Fedora Project community


  1. Lukes®

    Is it True that Kernel race is true master race.

  2. Gary

    A good view of what Fedora kernel is all about. Also, this just goes to show how great the open source community is. Fedora finds a bug fix on their version of the kernel, and submit it upstream. If it’s accepted the kernel includes the bug fix and all the other distros benefit, and indeed everyone using the kernel. Same goes if someone else contributes, the Fedora team benefits, with less bugs, and less maintenance work on the kernel itself.

  3. Leslie Satenstein

    Hi Laura,
    A well written summary but your article was too short. What is “rebaseing ” and what about multilanguage support? French/English/Russian/Spanish etc. I am interested in what a rebase means versus an update.

    • David

      Read something about how git works 😉

    • Slartibartfas

      It’s part of git.
      For extensive information type “man git” or “man git-rebase” in a Terminal or look at git’s Wikipedia page.

    • As a concept, rebasing is close to what people do think when you say “update”, however the term is slighty more nuanced than that.

      Typically, when doing a rebase, you are pulling down the newest version from upstream, and then checking if the patches you are holding in your version still work or are still needed.

      For example, say we have Fedora kernel version 4.4.13, and it has 3 patches that are not in the upstream (vanilla) kernel. Rebasing is typically referred to the process of pulling down a newer version of the Kernel from upstream, say 4.6.1, then checking to see if the 3 patches we had applied to 4.4.13 still function as expected on the newer 4.6.1 kernel. Additionally, some of these 3 patches might also not be needed anymore if they were merged upstream, so they would be removed.

  4. Robin

    A rebase is simply that the kernel version jumps from lets say 4.5 to 4.7 or in directly to 6.** version.

    Someone please correct me if im wrong

  5. Curtis nelson

    Timely update for new F24 users. Link to the cgit pkgs site is pure gold. Thanks!

  6. Is latest kernel in F24 already support my Bumblebee card? because before, F24 got hang after install Bumblebee driver.

  7. Coming from a Linux Ethusiast but someone still very much stuck in Windows for 90% of my tasks can someone explain how the Linux Kernel works differently then the Windows Kernel without going to much into Windows Vs Linux wars? I am just currious on a code level what is really different about the two and how they handle resources/hardware requests.

    • Wally Kramer

      You are not stuck in Windows. You can leave it behind at any time, though there will be a learning curve.

      Many of the differences you can rejoice about. For example, you don’t actually like the complexity of Outlook, right? And how about all those useless system notification messages?

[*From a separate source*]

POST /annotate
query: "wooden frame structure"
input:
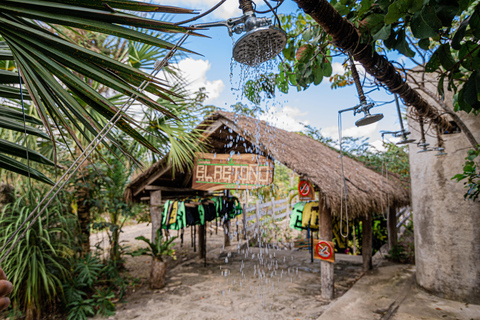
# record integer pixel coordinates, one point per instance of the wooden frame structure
(225, 132)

      There is a Fedora alternative to every Windows application. In many cases, you can run proprietary Windows applications directly on Fedora! Just type “wine my_windows_app.exe”. Wine is a Windows environment emulator which works well on properly written (follows Microsofts rules for application design) Windows applications. Amusingly, wine does not work well on Microsoft’s flagship applications like Word, Powerpoint, Excel, Outlook, IE, etc., because they did not follow the rules they require of non-MS developers. For some Windows applications, there is no need for a Fedora replacement: Linux is naturally virus resistant. Its security model and open source philosophy do not provide a thriving virus laboratory. Who really wanted to hassle with virus protection in the first place?

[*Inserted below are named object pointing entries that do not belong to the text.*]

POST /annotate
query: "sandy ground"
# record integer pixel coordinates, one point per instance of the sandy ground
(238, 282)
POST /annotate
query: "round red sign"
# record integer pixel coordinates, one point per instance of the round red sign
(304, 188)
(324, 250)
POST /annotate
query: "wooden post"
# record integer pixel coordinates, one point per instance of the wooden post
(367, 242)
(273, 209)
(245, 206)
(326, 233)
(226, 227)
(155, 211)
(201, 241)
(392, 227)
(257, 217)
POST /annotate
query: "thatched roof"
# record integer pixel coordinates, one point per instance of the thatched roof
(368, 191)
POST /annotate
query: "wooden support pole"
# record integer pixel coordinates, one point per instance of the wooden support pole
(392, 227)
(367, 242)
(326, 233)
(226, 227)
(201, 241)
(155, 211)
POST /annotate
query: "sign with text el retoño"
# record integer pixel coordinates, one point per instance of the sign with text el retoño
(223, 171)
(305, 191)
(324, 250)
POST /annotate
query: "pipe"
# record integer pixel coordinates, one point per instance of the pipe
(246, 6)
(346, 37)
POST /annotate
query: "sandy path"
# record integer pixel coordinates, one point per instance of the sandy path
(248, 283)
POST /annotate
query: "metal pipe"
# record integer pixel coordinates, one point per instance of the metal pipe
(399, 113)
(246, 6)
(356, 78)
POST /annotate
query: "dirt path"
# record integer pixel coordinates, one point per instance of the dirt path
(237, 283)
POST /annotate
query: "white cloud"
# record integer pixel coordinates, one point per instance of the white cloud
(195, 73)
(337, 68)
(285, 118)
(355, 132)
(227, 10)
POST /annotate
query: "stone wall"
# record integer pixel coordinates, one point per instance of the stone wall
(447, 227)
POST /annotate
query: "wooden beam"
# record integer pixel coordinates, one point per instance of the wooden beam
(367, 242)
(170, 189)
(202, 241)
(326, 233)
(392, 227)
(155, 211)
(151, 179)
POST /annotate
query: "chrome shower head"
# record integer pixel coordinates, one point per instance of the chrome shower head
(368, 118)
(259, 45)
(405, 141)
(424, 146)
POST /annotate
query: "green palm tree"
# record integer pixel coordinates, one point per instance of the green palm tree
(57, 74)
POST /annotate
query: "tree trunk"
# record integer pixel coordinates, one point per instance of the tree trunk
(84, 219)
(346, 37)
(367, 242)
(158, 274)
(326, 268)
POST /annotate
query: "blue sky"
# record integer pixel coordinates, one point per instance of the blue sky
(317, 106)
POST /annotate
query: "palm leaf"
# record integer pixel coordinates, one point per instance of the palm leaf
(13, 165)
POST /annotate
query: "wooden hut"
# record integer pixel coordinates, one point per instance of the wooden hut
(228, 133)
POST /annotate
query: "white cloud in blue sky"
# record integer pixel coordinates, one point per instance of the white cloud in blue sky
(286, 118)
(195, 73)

      LibreOffice is more than a match for Microsoft’s Office suite. For example, LibreOffice Writer is more compatible with Word files than Word is! Writer can easily open and edit ancient Word files which Office 2013 chokes on. And LibreOffice Calc does not (by default) provide all the “corrections” that Excel does when entering data and formulas.

      As for the system differences, it largely has to do with clear delineation between privileged and non-privileged operations. Windows is a muddle of patches upon patches. Linux derives from a clear system vs. application functionality derived from Unix’s 1975 architecture.